Hydration water at molecular interfaces is a sensitively responsive media that is critically coupled to molecular interactions and their associated functions. We study the interactions between lipid membranes and macromolecules (e.g. proteins and polymers) by an ultra-sensitive technique, 1H Overhauser Dynamic Nuclear Polarization (ODNP), through the modulation of translational hydration dynamics at molecular interfaces. It relies on selectively amplified 1H-NMR signals within 10∼20A distance of localized spin labels by r−3-distance dependence of dipolar interaction between electrons and water protons. This powerful approach provides the capability to probe hydration dynamics in deeply buried as well as solvent-exposed molecular interfaces, and enables to explore a wide range of molecular interactions at lipid membrane interfaces with sensitivity and site-specificity under ambient conditions.Here we present two examples to illustrate that the underlying functions of membrane-active polymers and membrane proteins are strongly mediated through interfacial hydration dynamics.

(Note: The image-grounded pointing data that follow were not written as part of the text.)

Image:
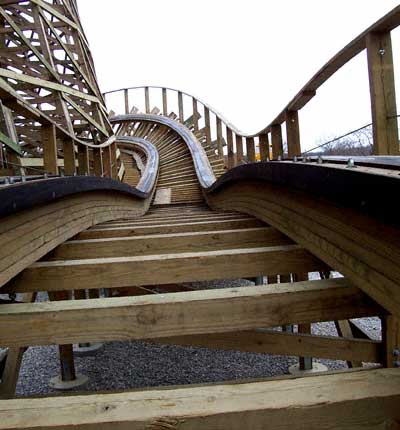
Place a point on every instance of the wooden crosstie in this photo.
(116, 215)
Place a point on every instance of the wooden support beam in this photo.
(194, 312)
(293, 133)
(147, 99)
(163, 268)
(315, 402)
(13, 363)
(167, 243)
(276, 141)
(97, 162)
(180, 107)
(83, 160)
(264, 147)
(107, 162)
(49, 143)
(126, 101)
(173, 227)
(250, 149)
(195, 115)
(265, 341)
(239, 149)
(165, 102)
(229, 143)
(207, 125)
(383, 93)
(114, 165)
(219, 137)
(69, 157)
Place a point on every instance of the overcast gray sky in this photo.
(245, 58)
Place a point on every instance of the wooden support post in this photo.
(69, 157)
(165, 102)
(195, 115)
(107, 161)
(305, 363)
(97, 162)
(391, 340)
(114, 166)
(49, 142)
(383, 95)
(276, 141)
(83, 160)
(229, 142)
(293, 133)
(219, 137)
(147, 99)
(180, 107)
(251, 150)
(207, 125)
(239, 149)
(13, 364)
(66, 354)
(264, 147)
(126, 99)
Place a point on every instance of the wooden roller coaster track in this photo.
(115, 216)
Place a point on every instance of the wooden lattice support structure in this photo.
(190, 204)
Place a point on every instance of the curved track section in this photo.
(205, 174)
(39, 215)
(345, 217)
(186, 167)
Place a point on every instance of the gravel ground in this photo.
(129, 365)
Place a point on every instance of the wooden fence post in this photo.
(264, 147)
(250, 149)
(83, 160)
(293, 133)
(126, 99)
(276, 141)
(69, 157)
(195, 115)
(229, 143)
(239, 149)
(180, 107)
(97, 162)
(49, 141)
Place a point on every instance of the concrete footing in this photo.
(58, 384)
(86, 348)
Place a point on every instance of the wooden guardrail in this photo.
(241, 146)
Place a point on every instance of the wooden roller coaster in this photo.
(115, 215)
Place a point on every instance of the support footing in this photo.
(86, 348)
(317, 367)
(58, 384)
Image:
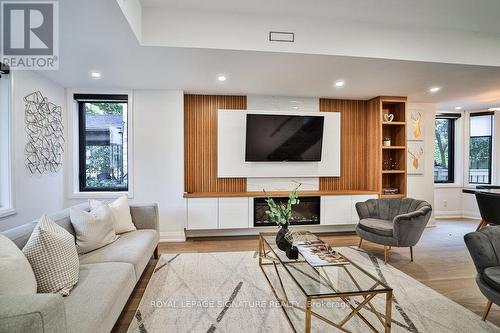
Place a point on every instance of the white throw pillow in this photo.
(93, 229)
(121, 212)
(52, 254)
(16, 274)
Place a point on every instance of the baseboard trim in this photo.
(172, 236)
(449, 214)
(470, 214)
(457, 214)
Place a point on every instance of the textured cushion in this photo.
(133, 247)
(52, 254)
(94, 229)
(491, 276)
(121, 212)
(16, 274)
(377, 226)
(99, 297)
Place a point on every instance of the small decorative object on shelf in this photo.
(390, 164)
(390, 191)
(388, 117)
(280, 214)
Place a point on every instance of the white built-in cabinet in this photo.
(237, 212)
(203, 213)
(233, 213)
(360, 198)
(336, 209)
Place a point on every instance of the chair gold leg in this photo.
(487, 310)
(481, 224)
(156, 254)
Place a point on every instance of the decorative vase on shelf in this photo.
(280, 213)
(281, 241)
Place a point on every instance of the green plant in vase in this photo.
(280, 214)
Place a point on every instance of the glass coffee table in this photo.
(348, 284)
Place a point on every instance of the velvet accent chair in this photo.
(484, 248)
(391, 222)
(489, 208)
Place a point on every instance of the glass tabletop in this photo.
(348, 278)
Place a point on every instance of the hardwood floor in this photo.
(441, 261)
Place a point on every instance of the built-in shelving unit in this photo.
(393, 163)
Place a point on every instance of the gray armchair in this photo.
(484, 248)
(392, 222)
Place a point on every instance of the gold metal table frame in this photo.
(268, 256)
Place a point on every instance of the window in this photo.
(103, 146)
(480, 148)
(6, 204)
(444, 148)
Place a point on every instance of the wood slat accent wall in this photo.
(358, 159)
(374, 135)
(200, 144)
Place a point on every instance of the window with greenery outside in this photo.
(105, 139)
(443, 151)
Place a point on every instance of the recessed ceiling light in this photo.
(95, 75)
(339, 83)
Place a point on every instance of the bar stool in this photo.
(489, 208)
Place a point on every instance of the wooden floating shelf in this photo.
(393, 147)
(393, 123)
(393, 171)
(273, 194)
(400, 195)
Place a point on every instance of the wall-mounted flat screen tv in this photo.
(283, 138)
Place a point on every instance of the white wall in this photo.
(157, 152)
(422, 186)
(38, 194)
(159, 157)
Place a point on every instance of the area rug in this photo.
(227, 292)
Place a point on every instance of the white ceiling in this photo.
(466, 15)
(94, 35)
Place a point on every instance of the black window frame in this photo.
(490, 146)
(81, 99)
(452, 118)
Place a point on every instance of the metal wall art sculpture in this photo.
(44, 149)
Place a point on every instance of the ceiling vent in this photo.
(280, 36)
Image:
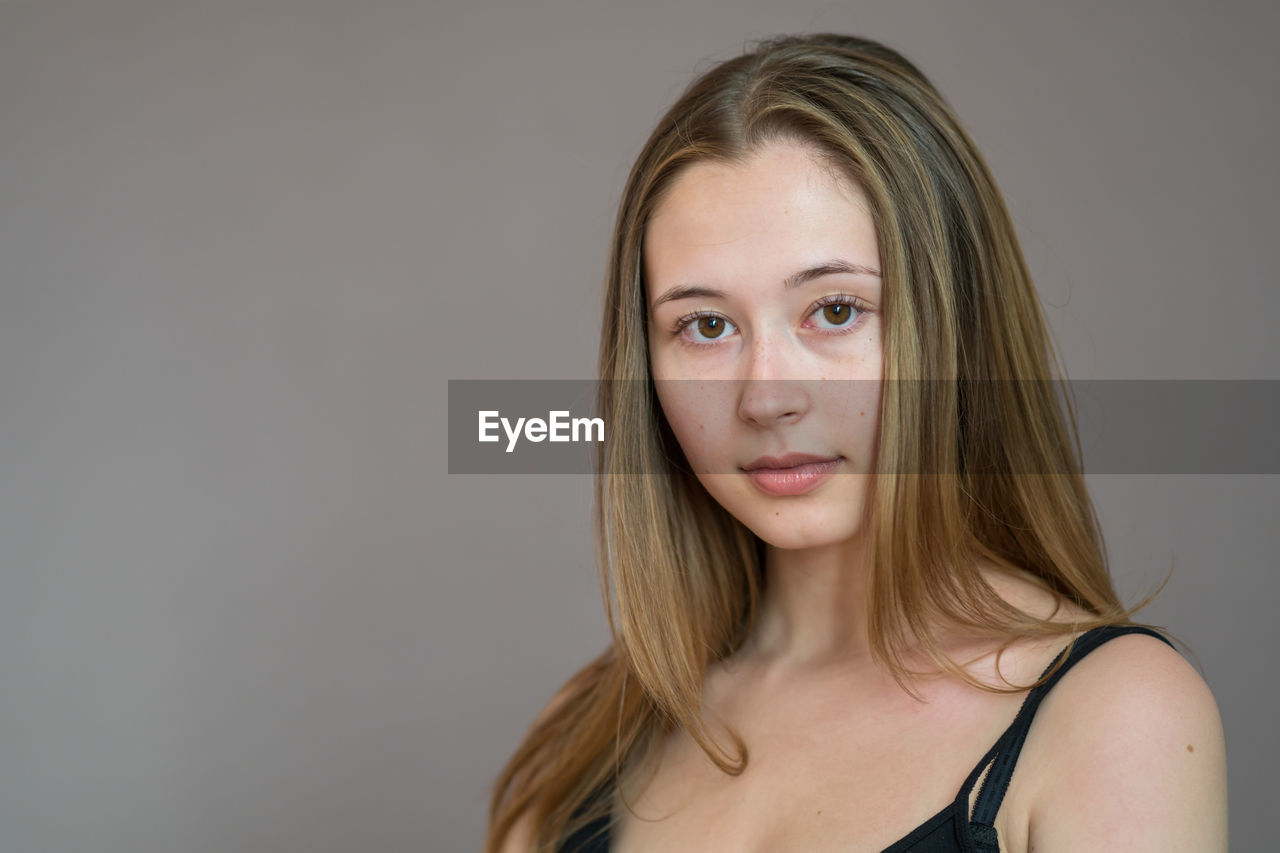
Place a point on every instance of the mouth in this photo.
(791, 474)
(787, 461)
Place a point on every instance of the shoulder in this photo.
(1134, 755)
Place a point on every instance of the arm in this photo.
(1139, 763)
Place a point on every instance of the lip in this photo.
(792, 473)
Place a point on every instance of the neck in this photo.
(814, 603)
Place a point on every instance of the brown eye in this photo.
(837, 314)
(711, 327)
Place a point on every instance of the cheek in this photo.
(698, 416)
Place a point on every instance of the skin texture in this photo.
(1127, 751)
(781, 373)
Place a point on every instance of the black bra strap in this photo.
(1006, 749)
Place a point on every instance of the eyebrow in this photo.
(805, 276)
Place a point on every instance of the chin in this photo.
(795, 528)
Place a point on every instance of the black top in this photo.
(951, 830)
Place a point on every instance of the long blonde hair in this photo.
(978, 457)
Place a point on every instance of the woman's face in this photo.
(764, 334)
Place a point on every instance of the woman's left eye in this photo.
(840, 311)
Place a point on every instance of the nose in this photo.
(771, 395)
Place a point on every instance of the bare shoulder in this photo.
(1132, 755)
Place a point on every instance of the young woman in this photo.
(845, 543)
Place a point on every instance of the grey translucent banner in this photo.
(1125, 425)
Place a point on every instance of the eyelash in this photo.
(835, 299)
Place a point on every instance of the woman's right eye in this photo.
(704, 327)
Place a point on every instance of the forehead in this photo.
(784, 206)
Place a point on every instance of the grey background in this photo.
(245, 246)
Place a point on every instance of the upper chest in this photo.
(849, 767)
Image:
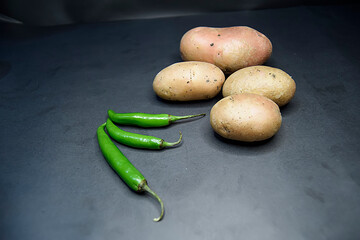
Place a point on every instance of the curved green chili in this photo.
(137, 140)
(146, 119)
(123, 167)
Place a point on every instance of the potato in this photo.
(266, 81)
(187, 81)
(246, 117)
(230, 48)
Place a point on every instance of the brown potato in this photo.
(246, 117)
(270, 82)
(187, 81)
(229, 48)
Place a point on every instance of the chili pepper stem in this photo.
(167, 144)
(146, 188)
(176, 118)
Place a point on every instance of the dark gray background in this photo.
(58, 12)
(57, 84)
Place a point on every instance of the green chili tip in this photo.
(146, 188)
(176, 118)
(167, 144)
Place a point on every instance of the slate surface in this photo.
(58, 82)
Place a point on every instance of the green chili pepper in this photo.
(137, 140)
(123, 167)
(146, 119)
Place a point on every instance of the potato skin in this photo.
(246, 117)
(270, 82)
(188, 81)
(230, 48)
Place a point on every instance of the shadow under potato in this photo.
(241, 143)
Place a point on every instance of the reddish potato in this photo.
(229, 48)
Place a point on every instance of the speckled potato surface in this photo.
(270, 82)
(246, 117)
(188, 81)
(230, 48)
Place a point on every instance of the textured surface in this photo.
(57, 84)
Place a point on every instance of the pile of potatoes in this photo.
(252, 93)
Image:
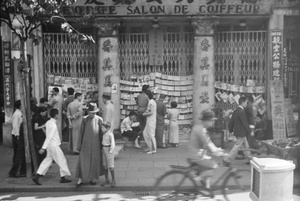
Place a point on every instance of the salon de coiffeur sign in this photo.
(167, 7)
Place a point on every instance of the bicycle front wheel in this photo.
(176, 185)
(237, 181)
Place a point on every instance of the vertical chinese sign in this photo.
(8, 76)
(285, 69)
(277, 103)
(156, 47)
(291, 124)
(276, 44)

Despite poloxamers, amphiphilic triblock copolymers, are employed as a membrane sealant or permeabilizer, the molecular basis behind their functions is unclear. (collaboration: Jia-Yu Wang, Ka Yee Lee; University of Chicago) We found poloxamers present vastly different functions to hydration diffusivity in the lipid membranes, depending on their hydrophobicities and architectures. Using this approach, we study the interaction interface of membrane-bound α-synuclein, the protein that is critically related to the Parkinson's disease. (collaboration: Jobin Varkey, Ralf Langen; University of Southern California) Our results confirm α-synuclein forms α-helix upon membrane binding, whereas its C-terminus remains unstructured. Remarkably, we found α-synuclein can form a large twist as the extended α-helix proceeds to the C-terminus. These findings showcase the strength of ODNP to unravel the biophysical functions of macromolecules upon their interactions with lipid membranes through the sensitive detection of modulated hydration dynamics at interaction interfaces.